I suppose it was in some sense unavoidable for me to become a traveller at heart. Being born into a family of restless people I had to at least be somewhat affected. As it was, my lust for travel and adventure was planted in me even before I could walk. Perhaps even before I was born. My parents have always been keen travellers and did quite a lot of adventourous travelling before they had kids.
Especially my dad is restless at heart; he has an unsatiable need to wander. My mum is surely the more grounded of the two. Actually, she probably would not have travelled as much if it wasn’t for my dad. My dad always wanted to see the world from the sea side so when he had managed to persuade my mum to sail across the Atlantic with him as deckhands on a sailing boat he was naturally delighted. My mum less so. She likes sailing as long as the winds are calm and the waters glossy. Thus, she spent most of her deckhand time trying to cope with overwhelming nausea while my dad enjoyed himeslf immensely.
I was only a baby when I went on a sailing boat for the first time. The boat’s name was YoYo and my dad’s very first own sailing boat. He bought it before he even knew how to sail properly, but that was no hindrance to him. His philosophy was learning by doing and it seemed to work out fine for him.
Since then my dad bought an old ship carcass in Greenland while we were living there and worked on it for several hours every day until it was ready to sail. We then spent our summers sailing around the Greenlandic seas in The Northern Star as the ship was called. We also had a small speed boat that my sister and I practically grew up on, spending our summers sailing around the Greenlandic archipelago, fishing, and going camping on the islands. I remember those summers as truly magical.
I was a mere two months old when I sat feet on my first airplane. Going from Denmark to Greenland, where we were going to live for the next 4 years and where my sister was born.
My first actual memory from Greenland is one of trying to reach a keyhole that was exactly out of my reach with a key I had been given by my mum upon insisting on going home to bed while my parents were visiting a friend and talking boring adult talk. I was two years old. My mum had given me the key and let me go while secretly following me home at a safe distance. I remember desperately reaching for the keyhole while eventually peeing my pants and starting to cry.
My mum was surely very quick to come to my aid. Much quicker than my memory tells me; all I remember is reaching for that keyhole on a light Greenlandic summers evening and not being able to reach it. That’s my first memory of wandering into the world on my own. And the need has stuck with me.
The need to explore and to be in unknown places and situations. It is not because I love being uncertain about things and not knowing what things are going to be like. It is more of a feeling that I need more experience. That I still don’t know enough about life to be able to live it fully. But when I travel it is as much a journey inwards as a journey out into the unknown.
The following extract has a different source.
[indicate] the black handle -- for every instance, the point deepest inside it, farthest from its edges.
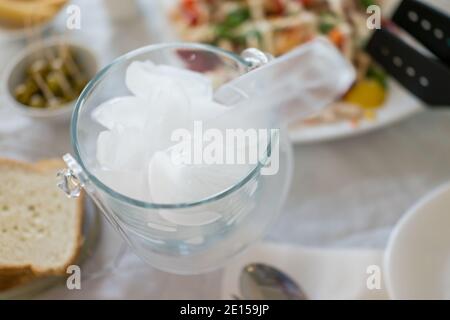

Travelling for me has changed over time. Travelling with A is a completely different experience from travelling on my own when I was younger. I think I have only really settled into travelling since I started travelling with A. It started with small trips when she was just a baby. We would take the train to Rostock in Germany to visit my friend, we would go sailing with the family, or taking small 1 to 2 week trips to other places in Europe.
My motivation for travelling with A is surely to give her the possibility of gaining experiences from the world that are invaluable for her. But it is as much a believe that these experiences we have together might help tighten our bonds and be a guide to us in how to live our lives in the future in the sense that we are inspired and enriched by the people we meet, the places we go, the cultures we are fortunate enough to have a small taste of etc. And last but not least, it is a need to wander. Is it selfish of me to take my daughter travelling for long periods at a time? You could say that there is an element of selfishness in it. However, since nomadic tendencies are a part of my person, it would be to deny a whole part of myself if I were to not travel, and that in turn would be to deny A that part of me. For sure, travelling is an act of balancing, but so is any other part of life. And if we are able to balance our lives, to get equally the amount of time we need for ourselves, to process our experiences and to just live and equally the amount of adventure that fits us, then I believe that travelling is truly worth it.
Like everything else in life you become more accustomed to travelling over time. You settle into a more relaxed travel pace. A and I have managed to slow down enough that it feels like we’re not on the move constantly and that has been a big help for us in appreciating things and places more. I have discovered that we need at least a week to feel at home in a new place, and much likely longer. Granted, A and I are going home soon. A has made it very clear that 10 months of travel is enough for now. We have agreed that next time we travel we will stay even longer in each place. Go to fewer places and stay longer in each new spot.
I suppose A will be inheriting at least part of my wanderlust as it would be almost impossible for her not to. On the other hand, she has been very good at raising her voice when she had enough of new experiences. And I think part of what this trip has taught us is to know when to slow down.
There will be other trips, perhaps shorter, perhaps longer, in the future. We will learn new things from these trips. But we will always be able to look back on our journeys so far and remember all the things we learned. About ourselves and about the world.